"No; I had no plans at all. I thought of the boat afterwards only because I'm used to boats, and I thought you'd think of them last. I was going to try to escape somehow, but I didn't think of it until I saw the pepper-pot as I was going out. It was the only way I could think of, you see. Bert had my gun."
"Your gun? Was that your gun in his pocket?"
"Yes; that's what I went to the queue for."
But Grant did not want statements of that sort tonight. "Don't talk!" he said, and rang for the boy. "I'll take any statement you want to give me tomorrow. If there's any-thing I can do for you tonight, tell the boy and he'll let me know."
"There isn't anything, thank you.
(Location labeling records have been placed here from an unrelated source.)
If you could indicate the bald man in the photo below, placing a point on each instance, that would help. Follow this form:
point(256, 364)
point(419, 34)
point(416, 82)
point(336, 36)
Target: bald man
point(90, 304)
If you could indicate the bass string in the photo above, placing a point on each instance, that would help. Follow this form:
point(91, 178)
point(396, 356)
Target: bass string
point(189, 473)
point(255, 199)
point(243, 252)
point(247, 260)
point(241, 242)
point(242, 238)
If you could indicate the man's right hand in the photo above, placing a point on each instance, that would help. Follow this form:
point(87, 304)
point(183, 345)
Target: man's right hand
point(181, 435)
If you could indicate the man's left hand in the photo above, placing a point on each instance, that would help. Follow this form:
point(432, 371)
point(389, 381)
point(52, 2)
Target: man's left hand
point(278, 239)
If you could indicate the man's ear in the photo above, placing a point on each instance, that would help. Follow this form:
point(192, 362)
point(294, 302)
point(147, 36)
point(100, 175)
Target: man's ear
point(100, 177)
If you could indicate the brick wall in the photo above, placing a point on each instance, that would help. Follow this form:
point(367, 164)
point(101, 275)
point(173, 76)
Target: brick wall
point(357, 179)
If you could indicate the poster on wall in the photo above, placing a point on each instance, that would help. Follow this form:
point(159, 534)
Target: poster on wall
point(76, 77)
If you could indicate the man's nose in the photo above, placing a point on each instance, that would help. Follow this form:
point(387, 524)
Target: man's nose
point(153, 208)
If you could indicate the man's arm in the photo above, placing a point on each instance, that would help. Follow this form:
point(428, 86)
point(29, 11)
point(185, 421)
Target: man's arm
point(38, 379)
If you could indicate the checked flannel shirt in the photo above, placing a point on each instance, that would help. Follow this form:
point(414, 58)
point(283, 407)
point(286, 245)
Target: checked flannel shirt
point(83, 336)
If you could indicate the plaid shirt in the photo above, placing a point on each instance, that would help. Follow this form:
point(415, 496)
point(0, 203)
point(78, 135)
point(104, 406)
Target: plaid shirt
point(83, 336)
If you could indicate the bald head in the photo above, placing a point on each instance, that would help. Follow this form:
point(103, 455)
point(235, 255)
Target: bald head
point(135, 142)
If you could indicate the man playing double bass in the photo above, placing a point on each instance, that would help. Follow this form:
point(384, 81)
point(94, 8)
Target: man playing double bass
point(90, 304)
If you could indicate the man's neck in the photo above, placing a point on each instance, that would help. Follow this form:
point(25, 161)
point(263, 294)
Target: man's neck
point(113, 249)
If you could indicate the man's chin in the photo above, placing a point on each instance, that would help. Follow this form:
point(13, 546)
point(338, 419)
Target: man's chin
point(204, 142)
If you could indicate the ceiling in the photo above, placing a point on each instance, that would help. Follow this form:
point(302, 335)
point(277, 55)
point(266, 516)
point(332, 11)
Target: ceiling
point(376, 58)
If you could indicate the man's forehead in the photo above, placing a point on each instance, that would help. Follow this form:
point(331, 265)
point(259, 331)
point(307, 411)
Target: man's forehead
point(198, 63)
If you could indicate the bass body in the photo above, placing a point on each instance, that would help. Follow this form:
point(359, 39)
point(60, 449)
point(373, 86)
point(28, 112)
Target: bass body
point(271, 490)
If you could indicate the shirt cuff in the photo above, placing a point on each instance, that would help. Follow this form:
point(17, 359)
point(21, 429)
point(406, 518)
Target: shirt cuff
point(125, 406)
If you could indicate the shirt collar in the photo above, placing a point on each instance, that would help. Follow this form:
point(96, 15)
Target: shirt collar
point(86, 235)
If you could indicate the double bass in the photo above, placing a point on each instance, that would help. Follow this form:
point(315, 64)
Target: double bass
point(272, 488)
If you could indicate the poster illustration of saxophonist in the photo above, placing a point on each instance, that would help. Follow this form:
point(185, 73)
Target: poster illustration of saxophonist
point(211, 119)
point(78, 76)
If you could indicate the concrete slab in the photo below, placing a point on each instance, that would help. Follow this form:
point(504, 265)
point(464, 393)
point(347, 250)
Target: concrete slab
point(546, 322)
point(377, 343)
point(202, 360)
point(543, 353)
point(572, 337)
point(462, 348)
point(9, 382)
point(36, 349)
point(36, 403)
You've been awfully decent — far more decent than I thought the police ever were — to criminals."
That was so obviously an English version of Raoul's gentil that Grant smiled involuntarily, and the shadow of a smile was reflected on Lamont's swarthy face. "I say," he said, "I've thought a lot about Bert, and it's my belief that, if it wasn't a mistake, it was a woman."
"Thanks for the tip," said Grant dryly, and left him to the tender mercies of the grinning youth. But as he made his way downstairs he was wondering why he had thought of Mrs. Ratcliffe.
14 — The Statement
It was not at Carninnish, however, that Lamont gave his statement to the inspector, but on the journey south. Dr. Anderson, on hearing what was mooted, pleaded for one more day's rest for his patient. "You don't want the man to have inflammation of the brain, do you?"
Grant, who was dying to have a statement down in black and white, explained that the man himself was anxious to give one, and that giving it would surely harm him less than having it simmering in his brain.